PRIMARY school headteachers are being urged to roll out sign language lessons to all of their pupils in a bid to improve standards.

Debbie Reynolds, who runs the School of Sign, Blackburn, said that children without hearing impediments who learn British Sign Language improve their literacy skills.

And the headteacher at St Paul’s RC Primary School, Blackburn who has trialled her Seen to be Heard Primary Sign programme said it was having a positive impact on children’s listening and speaking in the classroom. Debbie, who is hard of hearing, developed the scheme as 85 per cent of deaf children now attend mainstream school.

She said: “It is a new skill for hearing children to learn. It is a life skill and helps with literacy and learning. Learning sign language uses both sides of the brain and improves learning by 90 per cent. It is extremely good for for building confidence and self esteem.”

Primary Sign is interactive software that enables teachers who have no sign language training to teach it in the classroom.

It covers 10 topics, 10 animated lessons, with 27 games and over 100 handouts linked to the topics. The programme has also been shortlisted for a top education award.

Seen to be Heard UK Ltd has been nominated for the Best Special Education Resource involving ICT category at the Education Resource Awards .

Headteacher Catherine Mona-ghan, of St Paul’s RC Primary School, Feniscowles, said: “Primary Sign is highly interactive and fully inclusive for children with special needs or even gifted and able children from reception to year six.”

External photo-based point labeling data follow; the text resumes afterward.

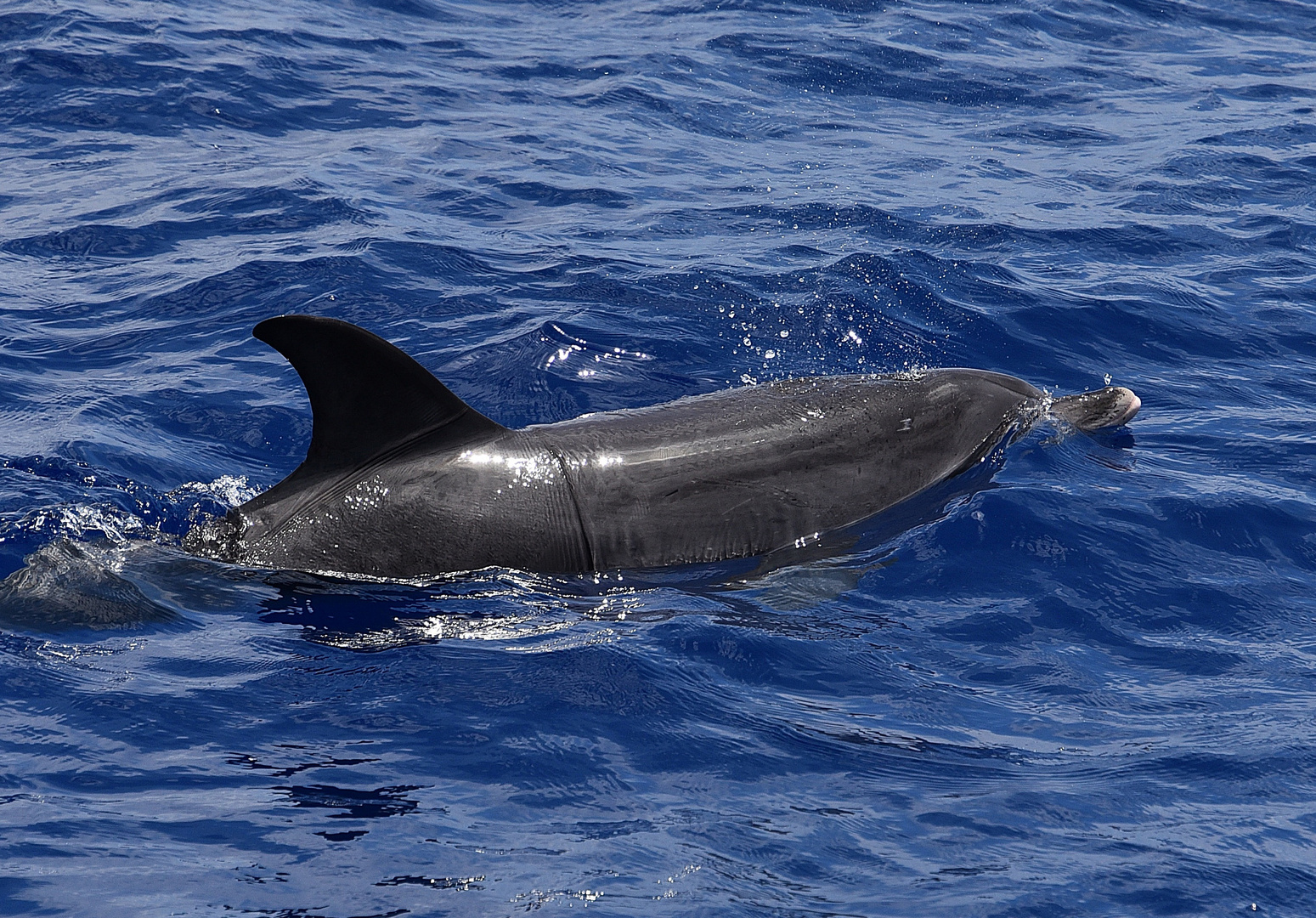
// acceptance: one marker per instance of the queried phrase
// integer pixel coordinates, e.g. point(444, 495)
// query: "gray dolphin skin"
point(403, 479)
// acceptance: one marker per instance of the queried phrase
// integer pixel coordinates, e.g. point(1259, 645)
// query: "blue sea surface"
point(1085, 685)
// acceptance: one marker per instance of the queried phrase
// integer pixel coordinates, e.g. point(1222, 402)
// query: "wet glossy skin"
point(704, 479)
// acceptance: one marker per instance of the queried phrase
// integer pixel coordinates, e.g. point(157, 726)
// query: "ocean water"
point(1083, 685)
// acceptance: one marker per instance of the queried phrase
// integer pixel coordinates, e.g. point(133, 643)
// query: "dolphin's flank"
point(404, 479)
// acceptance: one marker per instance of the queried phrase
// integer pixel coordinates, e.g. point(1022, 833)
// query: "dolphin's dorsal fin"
point(366, 395)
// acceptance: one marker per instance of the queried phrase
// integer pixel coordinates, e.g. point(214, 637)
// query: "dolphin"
point(403, 479)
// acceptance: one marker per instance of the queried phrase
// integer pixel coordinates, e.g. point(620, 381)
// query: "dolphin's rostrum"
point(404, 479)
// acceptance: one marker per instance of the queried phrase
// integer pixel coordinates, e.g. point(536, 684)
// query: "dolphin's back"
point(748, 470)
point(404, 479)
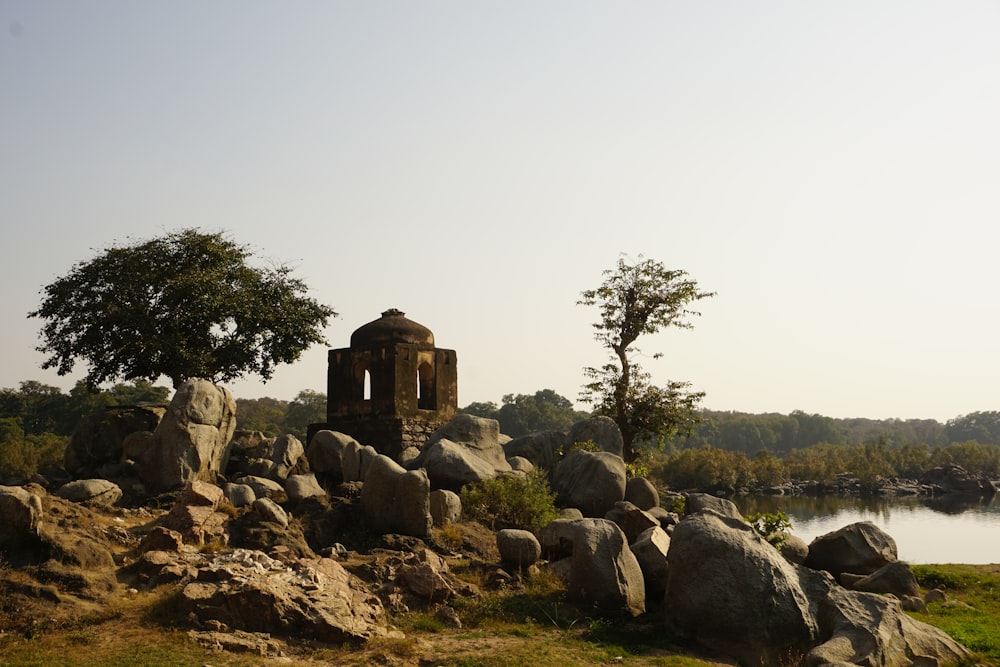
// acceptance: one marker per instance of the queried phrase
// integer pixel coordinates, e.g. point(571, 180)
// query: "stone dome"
point(392, 327)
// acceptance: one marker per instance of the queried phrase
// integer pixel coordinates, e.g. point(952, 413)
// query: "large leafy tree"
point(187, 304)
point(639, 298)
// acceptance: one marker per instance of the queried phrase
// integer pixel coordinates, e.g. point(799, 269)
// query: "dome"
point(391, 328)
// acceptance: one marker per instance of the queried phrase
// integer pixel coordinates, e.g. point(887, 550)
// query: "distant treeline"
point(781, 434)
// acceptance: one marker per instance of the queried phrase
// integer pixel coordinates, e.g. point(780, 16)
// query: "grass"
point(971, 612)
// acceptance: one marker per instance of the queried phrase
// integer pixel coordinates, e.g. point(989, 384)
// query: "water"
point(925, 530)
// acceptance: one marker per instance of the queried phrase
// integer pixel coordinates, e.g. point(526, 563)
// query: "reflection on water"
point(926, 530)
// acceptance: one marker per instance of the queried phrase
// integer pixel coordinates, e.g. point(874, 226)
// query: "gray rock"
point(264, 487)
point(520, 464)
point(271, 511)
point(696, 502)
point(640, 492)
point(478, 435)
point(650, 550)
point(446, 507)
point(93, 492)
point(543, 449)
point(602, 431)
point(98, 438)
point(719, 572)
point(518, 548)
point(298, 487)
point(191, 442)
point(632, 520)
point(285, 454)
point(895, 578)
point(590, 481)
point(326, 456)
point(603, 571)
point(239, 495)
point(396, 500)
point(858, 548)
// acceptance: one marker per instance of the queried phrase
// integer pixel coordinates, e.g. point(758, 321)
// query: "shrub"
point(511, 501)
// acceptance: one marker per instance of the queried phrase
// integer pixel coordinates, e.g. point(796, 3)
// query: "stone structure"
point(391, 388)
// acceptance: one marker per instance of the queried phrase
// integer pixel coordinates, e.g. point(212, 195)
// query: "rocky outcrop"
point(729, 589)
point(590, 481)
point(97, 439)
point(315, 599)
point(952, 478)
point(603, 571)
point(858, 548)
point(518, 548)
point(191, 441)
point(93, 492)
point(396, 500)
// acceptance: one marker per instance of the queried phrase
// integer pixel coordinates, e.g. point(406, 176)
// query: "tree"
point(636, 299)
point(184, 305)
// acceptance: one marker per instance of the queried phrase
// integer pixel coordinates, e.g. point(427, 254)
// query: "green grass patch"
point(971, 612)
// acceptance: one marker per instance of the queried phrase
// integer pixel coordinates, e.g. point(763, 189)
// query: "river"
point(925, 530)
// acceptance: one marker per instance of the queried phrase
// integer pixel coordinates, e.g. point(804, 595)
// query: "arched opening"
point(426, 400)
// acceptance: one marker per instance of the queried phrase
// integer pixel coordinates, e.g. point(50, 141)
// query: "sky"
point(830, 169)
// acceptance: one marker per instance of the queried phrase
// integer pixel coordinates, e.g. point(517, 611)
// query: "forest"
point(727, 450)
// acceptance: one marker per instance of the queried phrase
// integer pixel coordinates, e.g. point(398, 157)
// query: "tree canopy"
point(187, 304)
point(635, 299)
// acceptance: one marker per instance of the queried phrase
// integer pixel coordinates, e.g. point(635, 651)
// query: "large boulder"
point(98, 437)
point(543, 448)
point(728, 589)
point(478, 435)
point(602, 431)
point(952, 478)
point(603, 571)
point(93, 492)
point(314, 599)
point(451, 465)
point(396, 500)
point(590, 481)
point(858, 548)
point(191, 441)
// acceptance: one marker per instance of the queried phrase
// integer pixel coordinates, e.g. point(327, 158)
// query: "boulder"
point(895, 579)
point(602, 431)
point(286, 453)
point(543, 449)
point(696, 502)
point(313, 599)
point(93, 492)
point(446, 507)
point(396, 500)
point(518, 548)
point(858, 548)
point(298, 487)
point(271, 512)
point(239, 495)
point(650, 549)
point(632, 520)
point(478, 435)
point(590, 481)
point(98, 438)
point(191, 441)
point(326, 455)
point(451, 465)
point(952, 478)
point(730, 590)
point(603, 571)
point(640, 492)
point(520, 464)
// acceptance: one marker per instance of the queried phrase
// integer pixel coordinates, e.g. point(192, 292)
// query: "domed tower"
point(391, 388)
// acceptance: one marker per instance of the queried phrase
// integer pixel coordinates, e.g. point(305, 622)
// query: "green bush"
point(511, 502)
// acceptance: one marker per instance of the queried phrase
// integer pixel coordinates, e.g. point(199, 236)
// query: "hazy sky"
point(831, 169)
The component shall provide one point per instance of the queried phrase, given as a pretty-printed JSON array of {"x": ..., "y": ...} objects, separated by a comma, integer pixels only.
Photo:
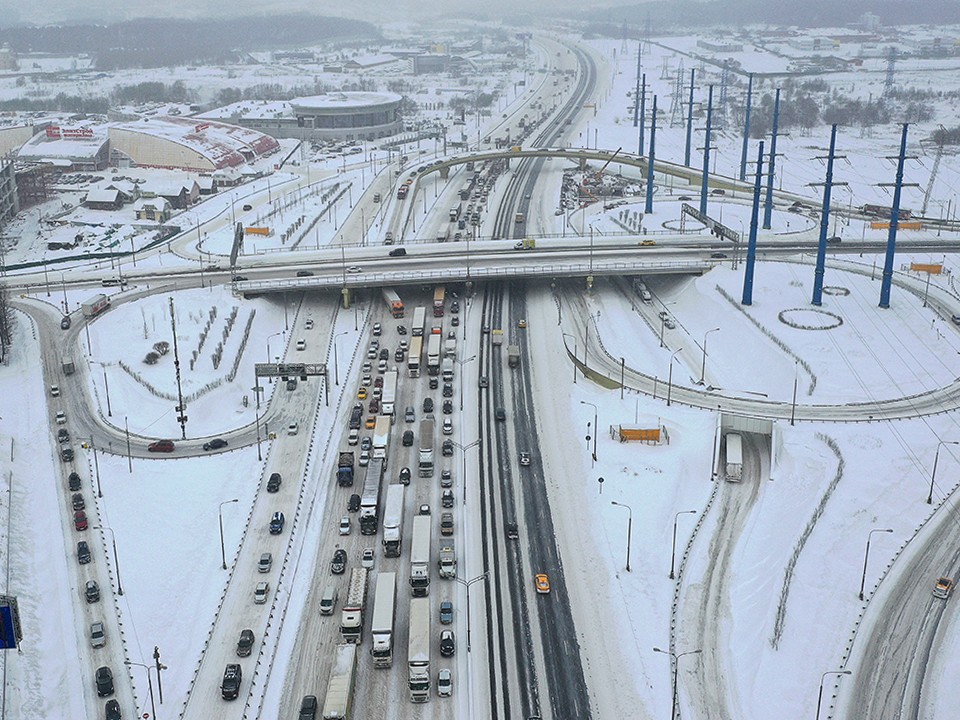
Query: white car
[{"x": 366, "y": 558}]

Ray Barker, director of the British Educational Suppliers Association, said: “The awards aim to test and identify the best resources available to today’s schools and classrooms.

“At a time when schools are being given more freedom to use their professional judgement to organise learning as they see fit, the awards play an increasingly important role in helping to identify products that make a real difference to education.”